Synthesis of magnetic Z-scheme MoS2/CdFe2O4 composite for visible light induced photocatalytic degradation of tetracycline

The overuse and dissemination of antibiotics caused serious threats to the environment and public health. In this work, a molybdenum disulfide-magnetic spinel ferrite composite (MoS2/CdFe2O4) with a low bandgap was designed and prepared by a two-step hydrothermal method. Compared with MoS2, CdFe2O4 and other MoS2/CdFe2O4 composites, the 60% MoS2/CdFe2O4 composite showed best visible light induced photocatalytic activity towards tetracycline (TC) degradation reaction. More than 87% of TC (25 ppm) can be degraded under visible light till 120 min. The degradation of TC over the MoS2/CdFe2O4 composites followed the pseudo-first-order kinetics. The 60% MoS2/CdFe2O4 composite had largest apparent reaction rate constant of 11.36 x 10(-3) min(-1).
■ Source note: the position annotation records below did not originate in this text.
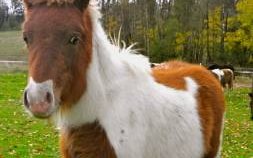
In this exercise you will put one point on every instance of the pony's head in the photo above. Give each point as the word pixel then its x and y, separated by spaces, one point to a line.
pixel 58 34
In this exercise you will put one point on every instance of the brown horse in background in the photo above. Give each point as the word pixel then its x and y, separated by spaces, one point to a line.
pixel 227 78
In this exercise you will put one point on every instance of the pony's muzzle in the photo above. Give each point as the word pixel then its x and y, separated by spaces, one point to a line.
pixel 39 99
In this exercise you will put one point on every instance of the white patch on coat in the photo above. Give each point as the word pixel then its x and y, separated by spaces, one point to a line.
pixel 142 119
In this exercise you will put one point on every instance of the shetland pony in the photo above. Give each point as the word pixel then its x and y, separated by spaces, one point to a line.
pixel 106 100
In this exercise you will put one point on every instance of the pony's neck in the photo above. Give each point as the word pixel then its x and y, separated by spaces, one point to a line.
pixel 111 67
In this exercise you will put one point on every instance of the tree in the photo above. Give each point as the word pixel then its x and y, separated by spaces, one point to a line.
pixel 3 12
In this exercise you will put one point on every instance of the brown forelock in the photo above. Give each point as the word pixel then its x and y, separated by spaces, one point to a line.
pixel 211 105
pixel 87 141
pixel 51 56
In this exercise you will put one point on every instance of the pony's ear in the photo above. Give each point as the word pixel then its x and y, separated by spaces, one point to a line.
pixel 27 4
pixel 81 4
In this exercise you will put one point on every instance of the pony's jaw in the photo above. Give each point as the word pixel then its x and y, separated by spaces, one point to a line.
pixel 40 99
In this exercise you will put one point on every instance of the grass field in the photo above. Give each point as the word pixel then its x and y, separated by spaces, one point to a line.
pixel 24 137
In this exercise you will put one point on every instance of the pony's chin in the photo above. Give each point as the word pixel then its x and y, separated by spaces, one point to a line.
pixel 44 115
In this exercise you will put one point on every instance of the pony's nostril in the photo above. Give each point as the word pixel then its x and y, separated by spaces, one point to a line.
pixel 49 97
pixel 26 103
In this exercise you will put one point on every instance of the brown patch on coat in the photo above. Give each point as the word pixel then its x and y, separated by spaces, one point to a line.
pixel 87 141
pixel 210 98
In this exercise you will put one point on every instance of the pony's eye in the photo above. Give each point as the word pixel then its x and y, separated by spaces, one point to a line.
pixel 74 40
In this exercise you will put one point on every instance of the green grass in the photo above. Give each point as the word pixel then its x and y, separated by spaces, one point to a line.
pixel 26 137
pixel 238 133
pixel 12 46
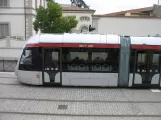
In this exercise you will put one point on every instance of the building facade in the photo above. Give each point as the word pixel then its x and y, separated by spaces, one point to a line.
pixel 135 22
pixel 17 16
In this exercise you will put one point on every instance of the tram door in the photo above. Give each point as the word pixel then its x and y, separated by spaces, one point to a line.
pixel 51 65
pixel 147 71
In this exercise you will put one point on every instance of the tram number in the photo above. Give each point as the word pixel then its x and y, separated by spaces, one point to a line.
pixel 86 46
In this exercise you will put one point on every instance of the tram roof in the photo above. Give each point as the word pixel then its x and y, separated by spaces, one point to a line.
pixel 75 38
pixel 91 38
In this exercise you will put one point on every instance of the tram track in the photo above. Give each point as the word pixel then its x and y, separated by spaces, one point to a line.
pixel 80 115
pixel 79 101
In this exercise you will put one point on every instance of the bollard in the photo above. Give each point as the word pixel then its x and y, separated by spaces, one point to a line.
pixel 3 66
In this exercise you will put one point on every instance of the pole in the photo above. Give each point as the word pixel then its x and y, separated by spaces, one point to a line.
pixel 25 17
pixel 43 18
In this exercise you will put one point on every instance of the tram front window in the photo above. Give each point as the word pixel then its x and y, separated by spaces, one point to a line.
pixel 26 57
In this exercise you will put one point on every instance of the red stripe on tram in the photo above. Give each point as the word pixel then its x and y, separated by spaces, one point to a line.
pixel 152 47
pixel 75 45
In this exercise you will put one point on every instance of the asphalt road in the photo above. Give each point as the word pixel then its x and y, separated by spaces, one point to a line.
pixel 19 101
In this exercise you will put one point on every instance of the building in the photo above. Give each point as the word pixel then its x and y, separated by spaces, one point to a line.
pixel 83 15
pixel 16 17
pixel 135 22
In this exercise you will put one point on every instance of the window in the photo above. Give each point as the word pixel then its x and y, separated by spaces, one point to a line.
pixel 105 60
pixel 31 59
pixel 35 4
pixel 52 61
pixel 84 18
pixel 26 57
pixel 4 3
pixel 92 60
pixel 4 30
pixel 75 59
pixel 154 62
pixel 132 61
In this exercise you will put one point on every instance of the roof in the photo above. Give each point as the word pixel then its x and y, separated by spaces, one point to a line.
pixel 91 39
pixel 69 7
pixel 75 38
pixel 130 11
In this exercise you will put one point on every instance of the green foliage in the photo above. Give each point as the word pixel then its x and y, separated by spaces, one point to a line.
pixel 79 3
pixel 50 20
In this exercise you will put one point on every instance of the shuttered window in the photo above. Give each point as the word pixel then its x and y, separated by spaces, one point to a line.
pixel 4 30
pixel 4 3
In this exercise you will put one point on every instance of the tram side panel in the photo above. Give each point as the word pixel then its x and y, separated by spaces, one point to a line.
pixel 145 67
pixel 90 67
pixel 29 68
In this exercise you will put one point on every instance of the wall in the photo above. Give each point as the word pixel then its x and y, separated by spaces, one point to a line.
pixel 129 26
pixel 10 48
pixel 16 3
pixel 16 24
pixel 80 23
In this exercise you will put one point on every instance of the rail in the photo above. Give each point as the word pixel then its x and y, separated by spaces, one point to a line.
pixel 8 65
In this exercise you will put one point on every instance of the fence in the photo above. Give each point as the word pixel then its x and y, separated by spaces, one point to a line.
pixel 7 65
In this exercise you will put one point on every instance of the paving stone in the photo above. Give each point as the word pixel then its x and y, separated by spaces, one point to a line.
pixel 49 117
pixel 19 101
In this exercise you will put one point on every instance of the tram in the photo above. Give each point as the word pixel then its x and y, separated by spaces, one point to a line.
pixel 90 60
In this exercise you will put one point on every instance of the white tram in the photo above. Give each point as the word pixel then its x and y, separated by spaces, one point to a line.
pixel 91 60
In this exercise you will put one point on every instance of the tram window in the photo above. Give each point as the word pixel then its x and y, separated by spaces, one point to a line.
pixel 26 57
pixel 30 59
pixel 154 63
pixel 105 60
pixel 75 59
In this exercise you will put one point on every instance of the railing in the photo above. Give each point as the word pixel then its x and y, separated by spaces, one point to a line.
pixel 8 65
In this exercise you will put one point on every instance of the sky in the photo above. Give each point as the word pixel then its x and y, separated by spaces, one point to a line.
pixel 108 6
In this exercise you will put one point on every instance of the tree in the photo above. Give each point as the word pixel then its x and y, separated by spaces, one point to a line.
pixel 50 19
pixel 79 3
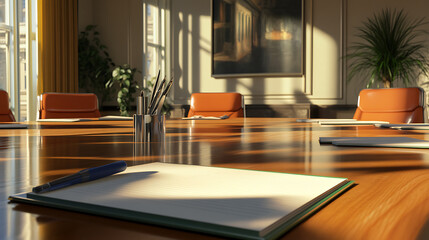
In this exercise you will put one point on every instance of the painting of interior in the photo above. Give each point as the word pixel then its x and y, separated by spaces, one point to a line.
pixel 257 37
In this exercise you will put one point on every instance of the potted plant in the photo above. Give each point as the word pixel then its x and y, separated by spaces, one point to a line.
pixel 94 64
pixel 123 76
pixel 390 49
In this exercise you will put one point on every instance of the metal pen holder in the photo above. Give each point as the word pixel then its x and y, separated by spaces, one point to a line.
pixel 149 135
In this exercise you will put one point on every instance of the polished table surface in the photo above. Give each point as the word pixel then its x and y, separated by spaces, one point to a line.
pixel 389 201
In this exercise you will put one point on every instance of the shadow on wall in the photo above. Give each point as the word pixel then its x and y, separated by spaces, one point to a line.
pixel 186 32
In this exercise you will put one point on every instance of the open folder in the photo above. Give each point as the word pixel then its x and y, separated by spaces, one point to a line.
pixel 233 203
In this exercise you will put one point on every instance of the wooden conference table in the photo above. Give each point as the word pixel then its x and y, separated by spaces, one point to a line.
pixel 390 200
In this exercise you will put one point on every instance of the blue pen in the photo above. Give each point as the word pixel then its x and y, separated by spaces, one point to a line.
pixel 85 175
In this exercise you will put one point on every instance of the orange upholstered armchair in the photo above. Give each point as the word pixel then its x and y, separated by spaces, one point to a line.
pixel 217 105
pixel 69 105
pixel 6 114
pixel 395 105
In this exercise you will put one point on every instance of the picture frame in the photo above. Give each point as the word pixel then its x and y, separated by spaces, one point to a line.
pixel 257 38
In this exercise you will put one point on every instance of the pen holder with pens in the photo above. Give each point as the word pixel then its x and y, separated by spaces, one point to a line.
pixel 149 132
pixel 149 122
pixel 149 135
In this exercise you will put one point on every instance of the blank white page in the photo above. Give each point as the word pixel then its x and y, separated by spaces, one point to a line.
pixel 244 199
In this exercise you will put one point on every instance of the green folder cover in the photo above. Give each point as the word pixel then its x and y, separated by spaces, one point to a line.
pixel 243 204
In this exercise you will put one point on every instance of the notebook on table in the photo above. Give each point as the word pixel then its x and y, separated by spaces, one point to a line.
pixel 408 126
pixel 352 122
pixel 13 126
pixel 115 118
pixel 233 203
pixel 319 120
pixel 65 120
pixel 395 142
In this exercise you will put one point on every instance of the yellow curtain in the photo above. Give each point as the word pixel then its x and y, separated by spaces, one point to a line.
pixel 58 50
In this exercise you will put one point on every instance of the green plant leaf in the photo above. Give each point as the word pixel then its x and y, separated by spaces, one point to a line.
pixel 389 49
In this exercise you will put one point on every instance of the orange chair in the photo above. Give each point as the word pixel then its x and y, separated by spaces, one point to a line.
pixel 6 114
pixel 394 105
pixel 68 105
pixel 217 105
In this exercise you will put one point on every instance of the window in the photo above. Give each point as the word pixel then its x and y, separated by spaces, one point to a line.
pixel 15 49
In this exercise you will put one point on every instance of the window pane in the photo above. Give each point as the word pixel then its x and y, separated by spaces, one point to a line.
pixel 22 61
pixel 2 11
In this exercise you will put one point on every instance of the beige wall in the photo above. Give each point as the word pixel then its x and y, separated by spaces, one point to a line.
pixel 330 27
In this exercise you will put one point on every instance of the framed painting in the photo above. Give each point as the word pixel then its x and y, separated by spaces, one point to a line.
pixel 257 38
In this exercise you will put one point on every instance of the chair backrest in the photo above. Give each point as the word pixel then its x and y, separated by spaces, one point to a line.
pixel 6 114
pixel 69 105
pixel 217 105
pixel 395 105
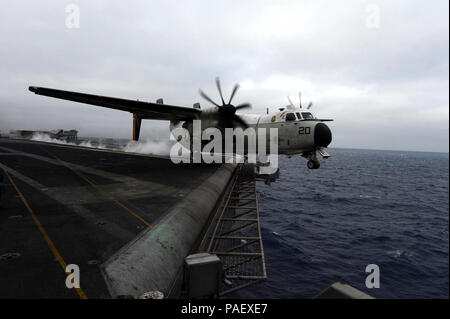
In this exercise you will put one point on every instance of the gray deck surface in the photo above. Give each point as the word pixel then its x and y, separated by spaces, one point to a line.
pixel 86 221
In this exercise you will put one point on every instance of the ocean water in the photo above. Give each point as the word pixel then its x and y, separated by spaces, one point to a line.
pixel 389 208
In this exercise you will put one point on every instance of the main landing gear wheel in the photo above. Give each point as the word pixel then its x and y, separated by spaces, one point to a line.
pixel 313 164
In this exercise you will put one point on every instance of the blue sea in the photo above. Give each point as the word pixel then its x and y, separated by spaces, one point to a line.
pixel 389 208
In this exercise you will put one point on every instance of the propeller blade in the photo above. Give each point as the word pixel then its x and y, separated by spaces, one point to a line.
pixel 236 87
pixel 240 122
pixel 300 98
pixel 243 106
pixel 292 104
pixel 206 97
pixel 220 90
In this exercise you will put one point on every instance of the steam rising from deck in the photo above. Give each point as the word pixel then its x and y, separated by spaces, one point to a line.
pixel 142 147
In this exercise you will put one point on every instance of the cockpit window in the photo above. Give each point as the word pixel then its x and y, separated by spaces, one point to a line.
pixel 290 117
pixel 307 115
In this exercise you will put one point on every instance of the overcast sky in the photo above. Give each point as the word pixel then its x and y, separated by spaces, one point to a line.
pixel 379 68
Due to its magnetic property, the MoS2/CdFe2O4 composite with saturation magnetization value of 7.0 emu g(-1) can be separated easily from water and reused. Based on the band structure and active species analysis, a Z-scheme structure was formed in the MoS2/CdFe(2)O(4)composite, which accelerated photocatalytic oxidation. The hydroxyl radicals (OH) were detected under visible light irradiation and provided strong photocatalytic oxidation performance. This work may provide new ideas for designing visible light responsive and magnetic CdFe2O4 photocatalysts.

Automated summary

The overuse and dissemination of antibiotics pose serious threats to the environment and public health. In this study, a MoS2/CdFe2O4 composite material was designed and prepared, which exhibited excellent photocatalytic activity for tetracycline degradation under visible light and could be easily separated and reused.